According to the Sundha Hill inscription, Udayasimha was a scholar who was conversant with Bharatamukha-Mahagrantha. According to historian Dasharatha Sharma, this term refers to Mahabharata. A. K. Srivastava, however, identifies it with Bharat's Natya Shastra.

He commissioned two Shiva temples at Javalipura. The text Nirbhaya-Bhimavyayoga states that it was composed during his reign.

== Personal life ==

Udayasimha and his queen Prahaladava-devi had two sons: Chachigadeva (his successor) and Chamundaraja.

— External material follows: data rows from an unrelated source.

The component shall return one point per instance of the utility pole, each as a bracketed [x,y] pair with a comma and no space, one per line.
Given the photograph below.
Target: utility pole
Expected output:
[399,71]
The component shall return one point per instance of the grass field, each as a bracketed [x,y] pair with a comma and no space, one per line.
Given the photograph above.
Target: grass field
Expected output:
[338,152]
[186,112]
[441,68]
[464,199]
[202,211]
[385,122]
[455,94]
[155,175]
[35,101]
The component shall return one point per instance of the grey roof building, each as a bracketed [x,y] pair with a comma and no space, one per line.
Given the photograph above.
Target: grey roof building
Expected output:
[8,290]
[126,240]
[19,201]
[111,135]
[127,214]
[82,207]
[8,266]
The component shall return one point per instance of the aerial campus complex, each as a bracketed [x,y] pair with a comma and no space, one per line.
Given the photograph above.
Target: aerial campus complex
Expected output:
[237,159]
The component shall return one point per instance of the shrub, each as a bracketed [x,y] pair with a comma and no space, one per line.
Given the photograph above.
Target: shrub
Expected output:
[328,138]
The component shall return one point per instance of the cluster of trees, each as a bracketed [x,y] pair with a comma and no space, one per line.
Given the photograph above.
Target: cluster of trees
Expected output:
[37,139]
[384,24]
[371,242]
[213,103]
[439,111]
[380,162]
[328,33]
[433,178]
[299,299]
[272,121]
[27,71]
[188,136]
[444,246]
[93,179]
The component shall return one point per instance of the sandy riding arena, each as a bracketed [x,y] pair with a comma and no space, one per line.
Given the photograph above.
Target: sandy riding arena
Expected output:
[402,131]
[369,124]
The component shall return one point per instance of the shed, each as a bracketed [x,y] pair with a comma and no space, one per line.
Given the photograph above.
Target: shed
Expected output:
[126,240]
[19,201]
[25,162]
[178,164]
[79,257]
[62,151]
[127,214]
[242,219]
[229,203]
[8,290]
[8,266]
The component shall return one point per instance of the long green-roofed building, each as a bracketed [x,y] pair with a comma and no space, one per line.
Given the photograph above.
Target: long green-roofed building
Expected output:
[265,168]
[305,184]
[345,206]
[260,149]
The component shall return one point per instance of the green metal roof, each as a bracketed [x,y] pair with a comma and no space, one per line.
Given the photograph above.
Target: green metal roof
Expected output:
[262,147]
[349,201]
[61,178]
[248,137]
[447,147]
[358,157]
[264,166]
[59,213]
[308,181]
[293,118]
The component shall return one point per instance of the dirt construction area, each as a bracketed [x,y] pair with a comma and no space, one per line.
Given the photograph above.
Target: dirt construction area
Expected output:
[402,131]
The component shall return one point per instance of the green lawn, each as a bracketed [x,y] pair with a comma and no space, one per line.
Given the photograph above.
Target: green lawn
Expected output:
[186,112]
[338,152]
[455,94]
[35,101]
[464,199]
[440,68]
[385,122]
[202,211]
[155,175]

According to a 1337 CE Bhinmal inscription, he had another son named Vahadasimha.

Udayasimha's daughter married Virama, a son of the Chaulukya general (and later Vaghela king) Viradhavala. This marriage was probably in form of a matrimonial alliance. After Viradhavala's death, his sons Virama and Visala fought for the Vaghela throne. The Vaghela minister Vastupala supported Visala, because of which Virama was forced to flee the Vaghela kingdom. Virama took shelter with his in-laws, but the Chahamanas wanted to maintain good relations with the Vaghelas. Therefore, Udayasimha had Virama assassinated, possibly by his own son Chachigadeva. According to a Jain legend in the Puratana-Prabandha-Sangraha, Udayasimha later asked Visala to pay a tribute. Visala sent expeditions against Udayasimha, but failed to achieve any major success.